Using the autoplot()
methods
The most automatic way of plotting spectral data stored in one of the
classes defined in package photobiology
is to use the
autoplot()
methods (for compatibility with versions <
0.9.25 plot()
remains as a deprecated name for the same
methods). As autoplot()
methods defined by ‘ggplot2’ they
take advantage of all the data and metadata stored in objects of the
special classes used to store spectra. This allows the automatic
construction of axis labels as quantities and units are well
defined.
The basics
Here we use the same example source_spct
object from
package ‘photobiology’ used in User Guide 1 to demonstrate
parameters common to all autoplot()
methods for spectra.
Methods for plotting of objects of all the classes defined in package
‘photobiology’, except solute_spct
are available. Function
spct_classes()
lists these classes.
## [1] "calibration_spct" "raw_spct" "cps_spct" "filter_spct"

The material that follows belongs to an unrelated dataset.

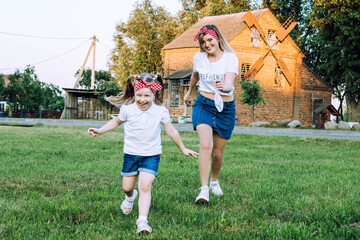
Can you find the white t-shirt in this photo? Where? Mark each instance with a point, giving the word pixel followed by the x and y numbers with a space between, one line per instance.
pixel 211 71
pixel 142 129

## [5] "reflector_spct" "source_spct" "object_spct" "response_spct"
## [9] "chroma_spct" "solute_spct" "generic_spct"
The simplest possible call to autoplot()
needs only one
argument, the object to plot.
autoplot(sun.spct)
In contrast to the examples in the User Guide 1, here we
obtain directly an annotated plot of the solar spectrum at ground level.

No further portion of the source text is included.